Focusing too much on A === B
is not good, since arrays A
and B
can overlap without them being the same object.
I see now that I missed Jeff's qualification "(except the data part of arrays)". We'd need to provide a function for overlap testing and that a custom LLVM pass to exploit it. I was thinking about the pass some more and it seems that refining the TBAA information, not using noalias
, is the right solution. Currently all the loads/stores of the data part are marked with the same TBAA node. The custom pass could mark the loads/stores with children of that node, between the no-overlap check and anything that might repoint the data part.
Does Julia have a function that determines if two arrays overlap?
An @noaliasing macro could be useful for enforcing constraints, though then it must not be a no-op. It must do the checking.
Why would it have to do checking? I would think it would be useful for things like @dextorious' https://github.com/JuliaLang/julia/issues/21966 where you want to give the compiler the right to optimize given that you know the values will not alias. I see it as a local no aliasing scope to opt in for performance, like @inbounds
.
There's now techniques used in Base to address this, and other issues open for further improvements (e.g. https://github.com/JuliaLang/julia/issues/19658):
help?> Base.unalias
Base.unalias(dest, A)
Return either A or a copy of A in a rough effort to prevent modifications to dest from
affecting the returned object. No guarantees are provided.
Custom arrays that wrap or use fields containing arrays that might alias against other
external objects should provide a Base.dataids implementation.
This function must return an object of exactly the same type as A for performance and type
stability. Mutable custom arrays for which copy(A) is not typeof(A) should provide a
Base.unaliascopy implementation.
See also Base.mightalias.
help?> Base.mightalias
Base.mightalias(A::AbstractArray, B::AbstractArray)
Perform a conservative test to check if arrays A and B might share the same memory.
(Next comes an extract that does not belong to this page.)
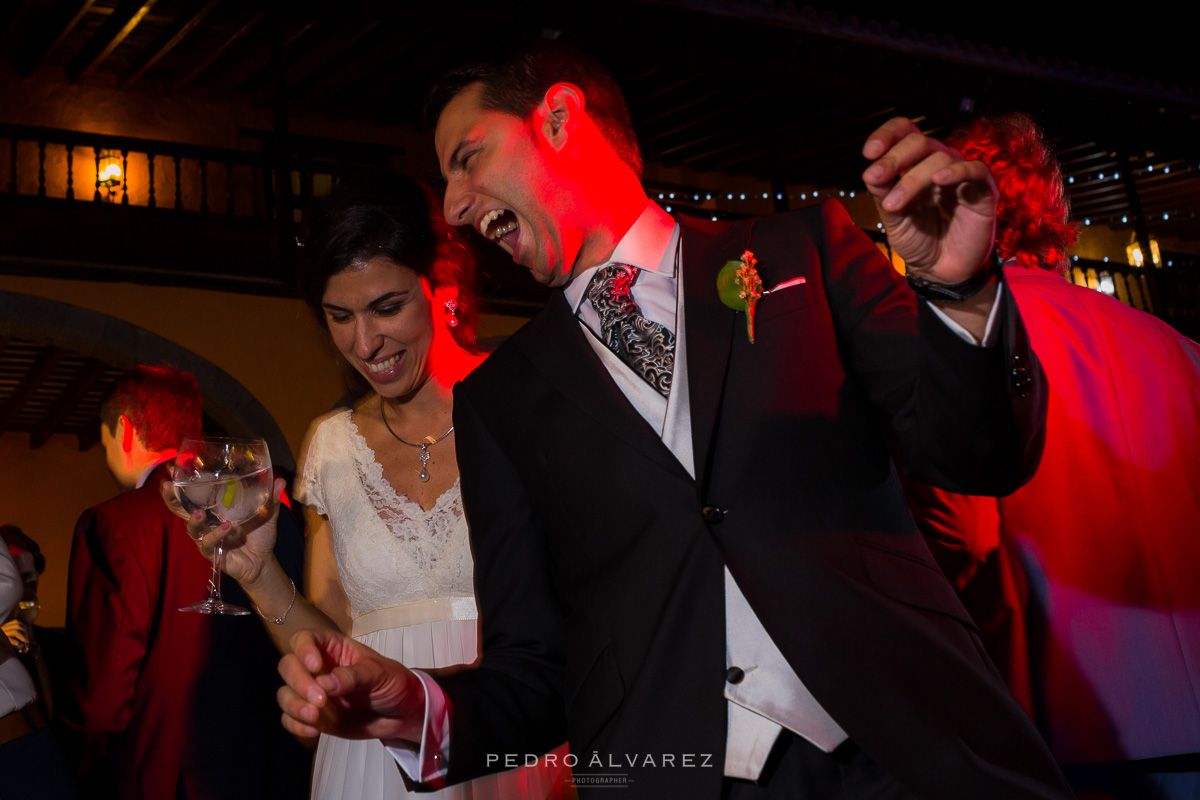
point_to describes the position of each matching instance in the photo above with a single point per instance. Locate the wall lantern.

By default, this simply checks if either of the arrays reference the same memory regions, as
identified by their Base.dataids.
IIUC Julia doesn't have great support for aliasing safety. Nor do we have a consistent norm for how those tools should be used. I'd love to see more improvement here.
IIUC Rust deals with this quite well, bu it would be very difficult for us to adopt their system.
This is a long-term issue that has arisen out of my recent discussion with Jameson Nash on the julia users group: I would like to suggest that the core Julia developers come up with a strategy or roadmap for dealing with aliasing.
In more detail, consider a code for matrix multiplication C=A*B with the calling format matmul(A,B,C) that is implemented in the old-fashioned form of three nested loops. It is well known by now that performance boosts of huge factors-- 10 or more -- are possible by reordering the loops, blocking them, etc. Indeed, this was the whole impetus behind the LAPACK project of the 1990s. Furthermore, many papers in the compiler community explain how a compiler can automatically transform three nested loops into high-performance code.
However, if the compiler does not know that the user will never invoke the routine as matmul(A,B,A), then it cannot carry out most of these transformations because most of them would change the answer in the (unexpected) case that C and A are identical.
Currently, the Julia manual says nothing at all about aliasing among function arguments.
For this and probably other examples, it could be useful for the compiler to know that the arguments to a function will not be aliased. What is Julia's strategy in this regard? I can think of a few possibilities. As I am not a compiler person myself, I don't have a strong preference for which possibility should be followed, but I think there should be a strategy.